Gren was telling me how he hated speaking English. How it depressed him, how it made him feel angry and vengeful. He complained in a menacing way, threatening to punish me–meanwhile butchering the language of the country we were living in, a country neither of us belonged to. He had ruined eyes and wrinkled earlobes. I had a tie on, the only one I owned. I’d bought it for a job interview. He flicked it with his dirty fingertip saying, What is this? What is this? His face was too smooth, almost fetal. It shined. He looked like he might be starving. But I’d never seen anyone who was starving.
I said, How can you hate a language?
He shrugged and said a few words in a language I didn’t recognize. Then he grabbed my wrist and said, You have no idea what you are talking about. You have no idea. It’s impossible. You are American.
I said, What’s that supposed to mean?
You are American!
I hated when people told me where I was from.
I said, What do you know about Americans?
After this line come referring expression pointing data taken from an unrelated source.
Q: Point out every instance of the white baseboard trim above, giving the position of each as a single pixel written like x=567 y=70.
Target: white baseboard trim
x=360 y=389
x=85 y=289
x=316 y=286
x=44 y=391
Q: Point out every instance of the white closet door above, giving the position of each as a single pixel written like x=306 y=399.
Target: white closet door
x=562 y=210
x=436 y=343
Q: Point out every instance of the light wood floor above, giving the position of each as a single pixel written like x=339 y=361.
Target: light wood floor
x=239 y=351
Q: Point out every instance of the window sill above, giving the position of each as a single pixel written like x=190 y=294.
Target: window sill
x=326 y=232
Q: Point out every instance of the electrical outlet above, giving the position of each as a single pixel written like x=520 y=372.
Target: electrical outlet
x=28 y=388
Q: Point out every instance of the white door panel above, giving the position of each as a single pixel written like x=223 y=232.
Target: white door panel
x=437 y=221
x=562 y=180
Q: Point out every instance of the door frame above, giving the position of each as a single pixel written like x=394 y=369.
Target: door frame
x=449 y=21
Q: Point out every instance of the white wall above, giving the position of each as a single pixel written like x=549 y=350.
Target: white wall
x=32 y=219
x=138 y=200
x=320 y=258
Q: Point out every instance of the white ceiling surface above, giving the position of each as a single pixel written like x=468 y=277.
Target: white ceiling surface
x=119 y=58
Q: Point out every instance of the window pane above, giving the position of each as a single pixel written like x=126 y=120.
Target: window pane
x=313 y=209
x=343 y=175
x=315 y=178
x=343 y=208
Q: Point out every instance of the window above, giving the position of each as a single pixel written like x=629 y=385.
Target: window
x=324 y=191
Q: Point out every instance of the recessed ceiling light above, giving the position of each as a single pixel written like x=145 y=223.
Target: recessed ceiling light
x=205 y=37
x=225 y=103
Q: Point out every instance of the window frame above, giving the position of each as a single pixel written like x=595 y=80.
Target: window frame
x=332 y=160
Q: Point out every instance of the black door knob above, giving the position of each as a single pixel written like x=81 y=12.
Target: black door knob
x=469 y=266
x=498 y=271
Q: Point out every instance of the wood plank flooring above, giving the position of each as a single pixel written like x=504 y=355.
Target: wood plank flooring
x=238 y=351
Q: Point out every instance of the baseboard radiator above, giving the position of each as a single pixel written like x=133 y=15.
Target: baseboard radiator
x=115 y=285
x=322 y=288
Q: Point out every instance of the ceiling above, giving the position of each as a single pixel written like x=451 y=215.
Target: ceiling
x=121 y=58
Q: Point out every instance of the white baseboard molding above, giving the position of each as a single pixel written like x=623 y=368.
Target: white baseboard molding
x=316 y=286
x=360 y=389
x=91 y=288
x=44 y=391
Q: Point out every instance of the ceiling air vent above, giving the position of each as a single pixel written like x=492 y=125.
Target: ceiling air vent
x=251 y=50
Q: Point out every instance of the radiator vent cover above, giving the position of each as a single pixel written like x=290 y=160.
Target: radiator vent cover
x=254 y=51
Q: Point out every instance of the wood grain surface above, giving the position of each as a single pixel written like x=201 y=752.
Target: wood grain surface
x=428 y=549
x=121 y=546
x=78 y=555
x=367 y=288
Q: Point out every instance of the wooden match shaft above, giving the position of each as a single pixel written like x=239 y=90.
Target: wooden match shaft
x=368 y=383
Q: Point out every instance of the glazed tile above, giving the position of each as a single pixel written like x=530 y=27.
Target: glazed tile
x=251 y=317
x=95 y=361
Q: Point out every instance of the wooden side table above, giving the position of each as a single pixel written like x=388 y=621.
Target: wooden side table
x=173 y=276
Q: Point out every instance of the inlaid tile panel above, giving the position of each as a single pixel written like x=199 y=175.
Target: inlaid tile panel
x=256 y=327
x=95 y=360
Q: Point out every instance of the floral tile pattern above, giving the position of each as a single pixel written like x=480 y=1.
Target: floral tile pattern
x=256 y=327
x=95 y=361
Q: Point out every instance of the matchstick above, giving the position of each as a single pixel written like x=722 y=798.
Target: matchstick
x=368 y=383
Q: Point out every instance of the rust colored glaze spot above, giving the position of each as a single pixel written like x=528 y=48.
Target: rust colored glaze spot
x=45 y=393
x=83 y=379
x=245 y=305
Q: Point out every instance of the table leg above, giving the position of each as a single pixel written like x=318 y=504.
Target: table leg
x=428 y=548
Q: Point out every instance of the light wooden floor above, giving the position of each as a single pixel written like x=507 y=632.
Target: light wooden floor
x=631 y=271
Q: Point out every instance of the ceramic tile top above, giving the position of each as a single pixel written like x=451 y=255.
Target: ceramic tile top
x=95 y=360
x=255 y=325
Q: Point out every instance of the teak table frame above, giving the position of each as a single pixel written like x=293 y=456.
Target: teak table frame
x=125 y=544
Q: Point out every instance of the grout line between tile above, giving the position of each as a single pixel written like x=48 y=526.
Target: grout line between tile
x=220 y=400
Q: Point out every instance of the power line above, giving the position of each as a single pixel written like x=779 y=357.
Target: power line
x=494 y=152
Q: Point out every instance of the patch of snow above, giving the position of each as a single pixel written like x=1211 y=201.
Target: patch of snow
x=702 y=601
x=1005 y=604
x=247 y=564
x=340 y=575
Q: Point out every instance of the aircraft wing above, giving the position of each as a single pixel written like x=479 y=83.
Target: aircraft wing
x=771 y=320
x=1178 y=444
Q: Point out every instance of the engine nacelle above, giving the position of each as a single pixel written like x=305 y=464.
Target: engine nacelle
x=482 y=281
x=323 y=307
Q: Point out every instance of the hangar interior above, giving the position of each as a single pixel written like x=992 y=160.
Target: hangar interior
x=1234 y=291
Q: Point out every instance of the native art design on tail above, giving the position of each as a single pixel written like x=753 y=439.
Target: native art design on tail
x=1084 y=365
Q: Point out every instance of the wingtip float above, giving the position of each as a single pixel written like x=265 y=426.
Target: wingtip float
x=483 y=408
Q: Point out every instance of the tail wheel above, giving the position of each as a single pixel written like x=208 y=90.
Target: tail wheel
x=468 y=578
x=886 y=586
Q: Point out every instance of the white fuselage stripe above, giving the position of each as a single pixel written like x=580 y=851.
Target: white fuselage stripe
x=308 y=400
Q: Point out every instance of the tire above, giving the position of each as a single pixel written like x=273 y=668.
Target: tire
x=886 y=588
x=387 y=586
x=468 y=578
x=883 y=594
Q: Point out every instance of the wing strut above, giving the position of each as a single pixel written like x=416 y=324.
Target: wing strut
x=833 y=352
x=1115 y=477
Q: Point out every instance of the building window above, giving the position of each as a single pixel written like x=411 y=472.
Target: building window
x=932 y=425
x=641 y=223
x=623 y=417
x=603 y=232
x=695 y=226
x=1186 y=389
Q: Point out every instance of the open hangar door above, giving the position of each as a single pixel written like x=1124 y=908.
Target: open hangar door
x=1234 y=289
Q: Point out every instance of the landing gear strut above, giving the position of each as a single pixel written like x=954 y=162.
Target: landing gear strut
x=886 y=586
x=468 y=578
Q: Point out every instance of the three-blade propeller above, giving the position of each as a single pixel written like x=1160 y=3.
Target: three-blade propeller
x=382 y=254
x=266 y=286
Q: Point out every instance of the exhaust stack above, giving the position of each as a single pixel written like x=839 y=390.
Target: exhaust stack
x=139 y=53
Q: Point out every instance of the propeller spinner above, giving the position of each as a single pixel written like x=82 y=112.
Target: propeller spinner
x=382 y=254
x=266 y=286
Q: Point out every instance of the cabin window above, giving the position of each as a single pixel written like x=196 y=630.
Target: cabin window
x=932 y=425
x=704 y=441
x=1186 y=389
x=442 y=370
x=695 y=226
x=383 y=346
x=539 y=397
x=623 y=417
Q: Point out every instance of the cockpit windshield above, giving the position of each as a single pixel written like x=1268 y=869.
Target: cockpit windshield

Americans are stupid. That’s what I know.
Am I stupid?
America is a rich country. You’re from a rich country, and I’m from nowhere. A terrible, horrible shit of a place.
I don’t have any money, I said. I’m broke! Do you have any money? Yes? Oh? Then you have more money than I do.
That doesn’t matter. You could have money. I can never have money. That’s the difference in a nutshell!
I grew up poor, I said.
Instantly I hated myself for revealing this. It was a form of bragging. And I was entering into a game I couldn’t win and wouldn’t want to.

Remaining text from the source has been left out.